The quantum generative algorithms pointed out by the reviewer simulate generative models on a Parametrized Quantum Circuit (PQC). These efforts are orthogonal to the efforts in our paper where we develop algorithms to train density operator models agnostic to their implementation on a specific kind of quantum or classical device. Moreover, these existing models cannot train or generate more than 12-dimensional binary bitstrings (please see next question). This clearly shows that SoTA is far from handling real world data; even MNIST size data (which is a 6000+ dimensional binary bitstring) is significantly out of the ball-park.
The primary advantage of our algorithm as compared to existing quantum algorithms is scalability. Our algorithm is able to train 6272-dimensional datasets (a 500x increase in dimensionality) compared to existing algorithms. Hence, we establish the first benchmarks of a quantum algorithm on generating real-world data. We request the reviewer to go through point 4 as well.
We now address the weaknesses.
- The paper misses a detailed literature review related to quantum generative modeling algorithms, for example [1,2,3,4], and as well as those classical algorithms for generating quantum data, for example [5,6]. I believe the list is not exhaustive, as this is a fast-growing field. Presenting a clear overview of the literature and explaining in detail the advantages of the proposed algorithm compared to existing ones is essential for readers to understand the contribution and significance of this paper.
Quantum Machine Learning has been broadly used to mean quantumness either in the model or in the data or both. In the references pointed out, the models are defined by a parametrized quantum circuit (PQC), which are known to suffer from training (barren plateaus) and scalability issues (<= 12 qubits; see lines 46-48). The numerics in [1,2,3,4] are respectively demonstrated over 5, 4, 12, and 12 qubits. This work advances a complementary approach using Density Operators. A general framework to learn Density Operators is proposed here, significantly advancing the spirit of Warmuth and Kuzmin Ref. [34]. This work successfully grapples with the quantum challenge of non-commutativity and paves the way for algorithmic advances by deriving the Quantum Evidence Lower Bound (QELBO). We show an unprecedented scale (>6000 qubits) by exploiting the structure in the Hamiltonian.

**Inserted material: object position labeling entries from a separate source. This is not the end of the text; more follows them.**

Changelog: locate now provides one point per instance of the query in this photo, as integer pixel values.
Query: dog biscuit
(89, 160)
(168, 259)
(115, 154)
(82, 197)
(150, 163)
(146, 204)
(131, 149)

The benchmark comparison with an earlier quantum generative model by Amin et al. Ref. [12] is included in Fig 1(a), over a dataset defined over 10 qubits.
- Missing important benchmarks in empirical validation. The experiment section only includes comparison with DBM, while potentially missing other quantum generative modeling algorithms. If these algorithms are not suitable for the task, a paragraph should at least be included to explain the reason.
Please refer to points 3 and 4. We thank the reviewer for the suggestion and shall update our manuscript to clarify the positioning of our work concerning these papers, as pointed out in the previous responses.
- Minor practical relevance. The paper only experiments on MNIST, while the best result only achieves an FID of 20. From a practitioner's perspective, this suggests a highly inferior performance compared to those classical generative modeling algorithms. A clear explanation of why the proposed quantum algorithms should be favored over these classical algorithms should be added to the introduction to better motivate the work. Moreover, if the experiments can be conducted on CIFAR-10 or an extremely downscaled version of ImageNet (e.g., ImageNet-32 or even smaller), the quality of the paper will be greatly enhanced.
We do not directly compare ourselves with SOTA generative models which use deep neural networks. This work focuses on developing the theoretical and algorithmic framework for doing Machine Learning with Density Operators - a nascent field gaining importance due to the possibilities of quantum hardware. There are no algorithms that can train Density Operator models on real-world data. We bridge this gap and compare ourselves to the SOTA deep Boltzmann machine, the closest possible comparison, and show demonstrable improvements. Our work showcases that Density Operators are a promising area of future machine learning research and believe that Density Operator analogues of DNN based generative models will provide a significant advantage.
On the reviewer’s request we provide new experiments in Question 2 of the rebuttal to reviewer BprH. We request the reviewer to review at the same.
I am happy to increase my recommendation for the work if the experiments section is enhanced to demonstrate the superiority of the proposed method, and the related work section is added for better readability.
We thank the reviewer for their comprehensive review. Your valuable review has helped us strengthen our work, specifically in providing context for related work in this field and enhancing the practical applicability of our work. We hope we have answered your questions adequately and are happy to provide further clarification.
Thank you for the response! I have better recognized the contribution of the paper, despite its relatively non-satisfactory empirical validation. I have increased my recommendation for the work, given the promised revision in the updated manuscript as well as the additional numerical results.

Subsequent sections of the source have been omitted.